Madras High Court to inspect forest areas in December to assess eradication of exotic and invasive species

Judges want exotic species such as prosopis juliflora, senna spectabilis and lantana to be replaced with native species

Updated - September 29, 2022 05:09 pm IST

Published - September 29, 2022 04:41 pm IST - CHENNAI:

Invasive species Senna spectabilis (with yellow flowers) in the Anamalai Tiger Reserve. File

Invasive species Senna spectabilis (with yellow flowers) in the Anamalai Tiger Reserve. File | Photo Credit: SPECIAL ARRANGEMENT

Justices N. Sathish Kumar and D. Bharatha Chakravarthy of the Madras High Court on Thursday said they will do another inspection of the forest areas in the State in December this year to take stock of the progress made by the forest department in clearing the exotic and invasive species and replacing them with native species.

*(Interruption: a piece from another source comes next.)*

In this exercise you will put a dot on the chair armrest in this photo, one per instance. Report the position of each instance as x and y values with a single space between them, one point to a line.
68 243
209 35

Justice Kumar and other judges of the High Court had carried out such inspections early this year and issued a slew of directions to the officials with respect to banning plastics in the hill stations, creating a safe passage for the elephants while crossing railway tracks, and preventing the discarding of liquor glass bottles in the forest areas.

The Court also continued to monitor the progress while dealing with a host of writ petitions pending before it. When some of the cases were listed for hearing on Thursday, the judges expressed their displeasure over the delay on the part of the government in granting permission to Tamil Nadu Newsprints and Papers Limited to remove senna spectabilis.

Pointing out that the species had been considered harmful, the judges told a Special Government Pleader to make sure that the government issues the permission at the earliest and that the proceedings be placed before the court by October 11. They also wanted the government to ensure that the forests were cleared of lantana too.

Appreciating the State government for having come up with a policy for eradication of the exotic and invasive species, the judges, in the same breath, said that the policy should not remain only on paper and instead implemented in letter and spirit. The effect of such implementation must be visible on the ground, Justice Kumar observed.

He told amicus curiae T. Mohan and M. Santhanaraman that they could plan an inspection of the forest areas sometime in December. The judge also recorded the submission of P.T. Ramkumar, standing counsel for Southern Railway, that the construction of two underpasses for elephants was underway in Coimbatore district.